My name is Erin Downey Howerton and I am the children's manager at the Central Branch of the Wichita Public Library. If I was given the chance to save a book I would probably say Philip Pullman's His Dark Materials series. I'm going to cheat and I'm going to lump them all together into one unit.
His Dark Materials is based on loosely based on John Milton's Paradise Lost.
In the first book, The Golden Compass, it's about a young girl named Lyra who's about 11 or 12, and in her world people have demons. Instead of like a Jiminy Cricket conscience or a soul, their demon is a physical animal that lives out in the world with them that is tangible and real. And until young people kind of go through their coming of age that demon can change. So if I'm angry my demon might change into a wildcat or if I'm scared my views might change into a tiny little mouse or something.
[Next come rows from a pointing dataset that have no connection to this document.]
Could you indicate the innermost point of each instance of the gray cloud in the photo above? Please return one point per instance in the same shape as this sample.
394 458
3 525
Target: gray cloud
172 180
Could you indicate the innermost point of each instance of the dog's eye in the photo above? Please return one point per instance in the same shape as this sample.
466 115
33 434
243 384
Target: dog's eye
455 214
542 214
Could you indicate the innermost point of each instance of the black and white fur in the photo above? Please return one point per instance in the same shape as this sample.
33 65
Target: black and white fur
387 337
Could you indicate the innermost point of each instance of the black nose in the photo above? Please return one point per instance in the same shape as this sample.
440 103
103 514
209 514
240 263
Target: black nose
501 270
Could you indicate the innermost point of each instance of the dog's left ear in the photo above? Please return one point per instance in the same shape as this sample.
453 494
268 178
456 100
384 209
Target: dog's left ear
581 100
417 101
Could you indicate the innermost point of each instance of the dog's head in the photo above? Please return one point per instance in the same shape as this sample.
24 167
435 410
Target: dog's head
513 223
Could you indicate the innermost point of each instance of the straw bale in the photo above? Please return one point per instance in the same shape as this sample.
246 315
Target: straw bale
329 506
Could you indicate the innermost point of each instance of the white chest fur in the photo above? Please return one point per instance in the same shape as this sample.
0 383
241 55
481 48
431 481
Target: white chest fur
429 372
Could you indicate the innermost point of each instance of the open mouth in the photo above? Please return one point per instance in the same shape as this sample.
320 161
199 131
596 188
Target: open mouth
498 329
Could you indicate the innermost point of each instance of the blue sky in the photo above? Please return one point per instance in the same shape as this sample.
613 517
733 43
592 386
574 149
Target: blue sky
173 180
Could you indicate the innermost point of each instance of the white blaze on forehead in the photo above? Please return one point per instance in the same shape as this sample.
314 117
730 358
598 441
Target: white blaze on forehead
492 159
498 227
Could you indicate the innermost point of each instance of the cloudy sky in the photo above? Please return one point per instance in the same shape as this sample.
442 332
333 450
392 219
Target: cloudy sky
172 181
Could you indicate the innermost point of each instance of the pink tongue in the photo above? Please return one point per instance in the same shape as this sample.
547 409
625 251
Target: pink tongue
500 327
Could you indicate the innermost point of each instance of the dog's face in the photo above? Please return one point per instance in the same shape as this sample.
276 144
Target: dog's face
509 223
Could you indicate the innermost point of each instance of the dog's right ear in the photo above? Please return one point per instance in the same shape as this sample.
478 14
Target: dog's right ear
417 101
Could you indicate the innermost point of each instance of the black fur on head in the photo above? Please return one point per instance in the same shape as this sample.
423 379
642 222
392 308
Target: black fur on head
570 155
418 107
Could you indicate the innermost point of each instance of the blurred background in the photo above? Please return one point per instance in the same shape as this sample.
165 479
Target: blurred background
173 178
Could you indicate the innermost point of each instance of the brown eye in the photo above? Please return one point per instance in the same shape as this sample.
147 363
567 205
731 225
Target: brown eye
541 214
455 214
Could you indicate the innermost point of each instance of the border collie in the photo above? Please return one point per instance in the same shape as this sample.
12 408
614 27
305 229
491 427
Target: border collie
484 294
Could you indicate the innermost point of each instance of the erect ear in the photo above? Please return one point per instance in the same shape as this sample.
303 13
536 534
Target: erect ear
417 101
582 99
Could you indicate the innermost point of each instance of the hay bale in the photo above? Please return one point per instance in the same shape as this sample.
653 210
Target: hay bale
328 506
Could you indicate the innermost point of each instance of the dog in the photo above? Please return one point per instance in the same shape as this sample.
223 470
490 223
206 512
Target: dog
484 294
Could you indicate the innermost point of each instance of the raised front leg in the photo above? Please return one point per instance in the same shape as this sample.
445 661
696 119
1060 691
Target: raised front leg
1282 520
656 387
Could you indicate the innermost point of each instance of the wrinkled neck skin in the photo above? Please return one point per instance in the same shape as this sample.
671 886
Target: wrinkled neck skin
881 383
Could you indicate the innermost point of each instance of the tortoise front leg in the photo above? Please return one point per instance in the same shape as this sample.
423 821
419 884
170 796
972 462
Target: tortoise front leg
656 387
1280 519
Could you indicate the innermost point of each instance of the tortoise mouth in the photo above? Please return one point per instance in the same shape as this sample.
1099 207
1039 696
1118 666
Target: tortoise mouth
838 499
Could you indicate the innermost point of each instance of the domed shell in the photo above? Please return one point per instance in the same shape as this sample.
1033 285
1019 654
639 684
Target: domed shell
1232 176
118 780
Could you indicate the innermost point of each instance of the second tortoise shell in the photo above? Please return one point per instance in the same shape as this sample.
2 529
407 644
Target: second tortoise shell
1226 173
So that's Lyra's world.
To me this series represents a lot of the questions that I had at Lyra's age and a lot of the mystery of entering into adulthood. I think they do a really good job of laying those things out in a very in a very readable way for young people. And for me personally I really was attracted to these books and I continue to read them and recommend them to people so that they know that there is a wide world of readers out there and that it's okay to ask questions and that it's okay to explore these big giant ideas.
I think you walk away from these books with more questions than answers and you get interested in all these big deep questions about what is the nature of the world around us. It creates a sense of marvel in me that few other books have.